Another service user who had previously attended a MCH before switching to a camp, stated that she would try to stop taking the medications as soon as she felt normal, due to the cost. A psychiatrist at one MCH stated that he referred his poorest patients to the camp, as they were unable to afford medications. He could not however, refer everyone due to a lack of capacity at the camp.

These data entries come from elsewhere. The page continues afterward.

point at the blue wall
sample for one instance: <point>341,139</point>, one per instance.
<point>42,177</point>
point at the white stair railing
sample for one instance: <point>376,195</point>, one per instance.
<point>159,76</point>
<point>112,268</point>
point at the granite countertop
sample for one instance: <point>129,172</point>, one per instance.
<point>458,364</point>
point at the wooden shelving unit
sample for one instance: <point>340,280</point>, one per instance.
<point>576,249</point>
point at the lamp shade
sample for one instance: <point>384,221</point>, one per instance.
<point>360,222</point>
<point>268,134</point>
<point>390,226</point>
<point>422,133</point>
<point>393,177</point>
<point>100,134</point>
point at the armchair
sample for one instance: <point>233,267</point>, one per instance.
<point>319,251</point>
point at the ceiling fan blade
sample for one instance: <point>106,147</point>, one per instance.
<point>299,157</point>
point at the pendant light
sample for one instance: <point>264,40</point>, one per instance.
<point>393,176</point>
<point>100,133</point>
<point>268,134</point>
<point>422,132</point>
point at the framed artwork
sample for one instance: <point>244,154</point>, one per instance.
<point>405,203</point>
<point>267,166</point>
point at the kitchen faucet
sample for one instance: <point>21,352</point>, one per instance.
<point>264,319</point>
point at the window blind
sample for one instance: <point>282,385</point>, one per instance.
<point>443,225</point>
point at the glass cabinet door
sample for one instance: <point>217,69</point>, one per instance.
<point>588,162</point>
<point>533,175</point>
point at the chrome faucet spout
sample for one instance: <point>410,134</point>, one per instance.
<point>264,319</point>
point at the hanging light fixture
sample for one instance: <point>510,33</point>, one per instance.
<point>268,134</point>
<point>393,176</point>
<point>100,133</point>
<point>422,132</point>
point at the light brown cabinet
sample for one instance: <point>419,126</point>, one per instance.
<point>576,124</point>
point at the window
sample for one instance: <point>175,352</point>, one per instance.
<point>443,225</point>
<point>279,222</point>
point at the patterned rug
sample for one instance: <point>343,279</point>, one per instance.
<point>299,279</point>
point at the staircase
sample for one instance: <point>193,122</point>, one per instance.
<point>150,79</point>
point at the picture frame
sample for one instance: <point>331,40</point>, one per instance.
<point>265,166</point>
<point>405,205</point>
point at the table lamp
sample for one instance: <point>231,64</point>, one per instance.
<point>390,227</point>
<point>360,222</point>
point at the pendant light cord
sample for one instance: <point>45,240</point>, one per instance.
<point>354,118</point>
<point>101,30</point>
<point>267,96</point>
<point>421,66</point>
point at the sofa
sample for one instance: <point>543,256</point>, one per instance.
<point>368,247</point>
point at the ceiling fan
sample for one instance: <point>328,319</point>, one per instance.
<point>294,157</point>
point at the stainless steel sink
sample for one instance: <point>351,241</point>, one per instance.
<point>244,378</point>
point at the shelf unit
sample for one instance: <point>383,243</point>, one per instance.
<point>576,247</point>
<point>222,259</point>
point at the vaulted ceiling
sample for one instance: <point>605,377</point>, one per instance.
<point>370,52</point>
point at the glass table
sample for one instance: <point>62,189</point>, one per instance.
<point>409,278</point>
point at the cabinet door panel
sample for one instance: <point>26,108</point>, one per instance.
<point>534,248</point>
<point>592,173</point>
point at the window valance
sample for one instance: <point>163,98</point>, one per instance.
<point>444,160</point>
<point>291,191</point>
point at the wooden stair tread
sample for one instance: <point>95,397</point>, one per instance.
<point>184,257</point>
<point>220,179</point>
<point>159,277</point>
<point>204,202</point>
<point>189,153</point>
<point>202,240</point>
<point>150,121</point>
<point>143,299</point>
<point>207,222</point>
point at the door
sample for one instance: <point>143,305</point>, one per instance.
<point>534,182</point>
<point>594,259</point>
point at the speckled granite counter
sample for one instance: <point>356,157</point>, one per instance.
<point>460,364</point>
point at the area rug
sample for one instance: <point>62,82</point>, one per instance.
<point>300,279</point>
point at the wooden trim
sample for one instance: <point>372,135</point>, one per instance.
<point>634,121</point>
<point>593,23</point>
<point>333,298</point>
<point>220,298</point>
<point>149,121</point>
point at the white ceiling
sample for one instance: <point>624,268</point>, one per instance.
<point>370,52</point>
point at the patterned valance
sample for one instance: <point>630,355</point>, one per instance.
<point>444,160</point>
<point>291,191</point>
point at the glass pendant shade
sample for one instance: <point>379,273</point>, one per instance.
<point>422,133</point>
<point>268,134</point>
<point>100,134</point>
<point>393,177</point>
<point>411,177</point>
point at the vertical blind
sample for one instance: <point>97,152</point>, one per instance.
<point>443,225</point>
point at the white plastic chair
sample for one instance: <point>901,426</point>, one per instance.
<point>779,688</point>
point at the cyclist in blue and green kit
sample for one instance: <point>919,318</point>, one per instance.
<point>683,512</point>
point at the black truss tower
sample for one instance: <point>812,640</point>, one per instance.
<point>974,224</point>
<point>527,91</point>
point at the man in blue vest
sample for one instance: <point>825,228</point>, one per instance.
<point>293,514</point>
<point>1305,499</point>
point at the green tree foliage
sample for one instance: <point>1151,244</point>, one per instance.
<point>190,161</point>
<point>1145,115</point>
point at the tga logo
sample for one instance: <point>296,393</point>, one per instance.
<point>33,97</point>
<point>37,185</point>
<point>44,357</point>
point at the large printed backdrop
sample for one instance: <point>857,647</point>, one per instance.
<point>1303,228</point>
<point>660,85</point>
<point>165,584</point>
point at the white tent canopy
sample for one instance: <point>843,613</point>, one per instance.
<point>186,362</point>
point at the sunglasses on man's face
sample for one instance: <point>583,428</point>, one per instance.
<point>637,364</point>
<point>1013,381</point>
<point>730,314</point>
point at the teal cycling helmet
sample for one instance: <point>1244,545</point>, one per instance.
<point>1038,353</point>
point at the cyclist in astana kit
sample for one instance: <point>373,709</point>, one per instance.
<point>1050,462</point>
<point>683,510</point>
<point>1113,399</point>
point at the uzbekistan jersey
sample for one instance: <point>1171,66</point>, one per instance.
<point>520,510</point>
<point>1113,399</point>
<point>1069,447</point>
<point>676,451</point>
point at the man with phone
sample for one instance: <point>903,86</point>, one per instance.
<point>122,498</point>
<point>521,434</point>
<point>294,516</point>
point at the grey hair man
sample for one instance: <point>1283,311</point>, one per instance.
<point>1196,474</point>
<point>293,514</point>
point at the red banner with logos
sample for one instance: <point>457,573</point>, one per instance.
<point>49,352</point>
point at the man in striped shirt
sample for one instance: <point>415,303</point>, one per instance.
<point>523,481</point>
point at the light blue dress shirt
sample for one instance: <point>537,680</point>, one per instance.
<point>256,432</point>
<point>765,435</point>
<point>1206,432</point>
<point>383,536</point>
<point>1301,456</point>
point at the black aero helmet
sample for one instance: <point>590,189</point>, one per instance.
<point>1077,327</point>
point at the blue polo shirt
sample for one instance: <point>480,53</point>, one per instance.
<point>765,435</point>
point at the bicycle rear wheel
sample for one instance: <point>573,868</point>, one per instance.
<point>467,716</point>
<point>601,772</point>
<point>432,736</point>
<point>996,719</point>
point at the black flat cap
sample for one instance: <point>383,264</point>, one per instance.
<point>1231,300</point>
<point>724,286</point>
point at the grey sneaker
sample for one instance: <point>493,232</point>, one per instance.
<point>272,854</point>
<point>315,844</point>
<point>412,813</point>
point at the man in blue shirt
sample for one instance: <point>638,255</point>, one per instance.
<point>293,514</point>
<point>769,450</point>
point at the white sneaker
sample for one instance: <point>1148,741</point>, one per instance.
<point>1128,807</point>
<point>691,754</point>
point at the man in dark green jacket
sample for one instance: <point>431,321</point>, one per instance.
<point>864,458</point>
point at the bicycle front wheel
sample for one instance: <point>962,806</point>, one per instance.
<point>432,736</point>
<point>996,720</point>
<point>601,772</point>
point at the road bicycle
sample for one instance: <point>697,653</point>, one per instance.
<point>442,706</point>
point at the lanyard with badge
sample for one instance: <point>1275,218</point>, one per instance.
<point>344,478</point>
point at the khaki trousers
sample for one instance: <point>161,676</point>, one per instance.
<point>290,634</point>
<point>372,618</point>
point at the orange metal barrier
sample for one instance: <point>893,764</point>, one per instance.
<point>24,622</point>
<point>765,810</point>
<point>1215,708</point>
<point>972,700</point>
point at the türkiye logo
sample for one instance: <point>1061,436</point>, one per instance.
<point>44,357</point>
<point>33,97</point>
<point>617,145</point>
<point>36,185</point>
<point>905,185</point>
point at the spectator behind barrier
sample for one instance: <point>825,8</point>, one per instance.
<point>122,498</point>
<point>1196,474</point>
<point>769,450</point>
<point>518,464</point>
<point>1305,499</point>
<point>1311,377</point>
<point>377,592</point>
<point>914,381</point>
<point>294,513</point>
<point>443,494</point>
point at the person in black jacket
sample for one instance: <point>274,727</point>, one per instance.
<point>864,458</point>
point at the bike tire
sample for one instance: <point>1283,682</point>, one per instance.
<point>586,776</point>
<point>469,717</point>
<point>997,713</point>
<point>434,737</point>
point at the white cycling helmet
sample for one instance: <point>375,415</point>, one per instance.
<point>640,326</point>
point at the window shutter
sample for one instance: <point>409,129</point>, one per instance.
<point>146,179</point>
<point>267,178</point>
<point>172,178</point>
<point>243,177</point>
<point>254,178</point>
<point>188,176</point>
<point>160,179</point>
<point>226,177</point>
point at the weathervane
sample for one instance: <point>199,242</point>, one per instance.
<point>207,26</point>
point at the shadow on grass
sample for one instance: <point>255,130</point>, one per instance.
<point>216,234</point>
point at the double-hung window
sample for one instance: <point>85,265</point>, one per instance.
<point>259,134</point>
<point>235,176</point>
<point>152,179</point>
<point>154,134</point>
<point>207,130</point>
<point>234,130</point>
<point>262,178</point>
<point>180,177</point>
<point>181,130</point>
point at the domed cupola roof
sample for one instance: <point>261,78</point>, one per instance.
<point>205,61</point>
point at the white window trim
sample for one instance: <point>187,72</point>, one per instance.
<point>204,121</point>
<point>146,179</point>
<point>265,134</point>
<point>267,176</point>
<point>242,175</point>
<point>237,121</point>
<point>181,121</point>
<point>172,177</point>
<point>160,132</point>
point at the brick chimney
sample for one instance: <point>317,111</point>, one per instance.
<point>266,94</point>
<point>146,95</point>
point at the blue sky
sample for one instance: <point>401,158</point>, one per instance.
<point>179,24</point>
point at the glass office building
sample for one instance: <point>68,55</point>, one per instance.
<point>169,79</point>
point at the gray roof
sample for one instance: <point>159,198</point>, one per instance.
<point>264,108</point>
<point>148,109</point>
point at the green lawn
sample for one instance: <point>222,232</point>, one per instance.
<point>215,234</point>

Although medications are usually available free of cost at BIMHAS and the camps, five out of the twenty-one service users struggled to pay for travel. One missed camps due to a lack of money and therefore did not take the medication regularly. Another had to borrow money, and a third had asked someone else who was attending the camp to pick up the medications on their behalf. A service user who had previously been travelling to a government hospital to consult a psychiatrist, found it more affordable to consult a local private doctor instead. This local doctor, a cardiologist, had repeated the psychiatrist’s prescription for alprazolam and olanzapine for the past two years.

One CBW stated that although the majority of service users could afford the cost, occasionally the NGO would need to provide financial assistance. Another explained that one or two per cent of service users with financial difficulties decided to revert to using superstitious remedies. In those cases the NGO tried to convince them to return to the psychiatrist and offered to pay their travel expenses for the next consultation. In contrast a third CBW stated that there were many patients who could not afford the travel expenses, therefore the NGO tried to provide them with three months of medication, to reduce the number of times they were required to attend the camp. A psychiatrist described two groups of patients: those who could not afford the cost and those who could but did not prioritise mental illness so were unwilling to pay.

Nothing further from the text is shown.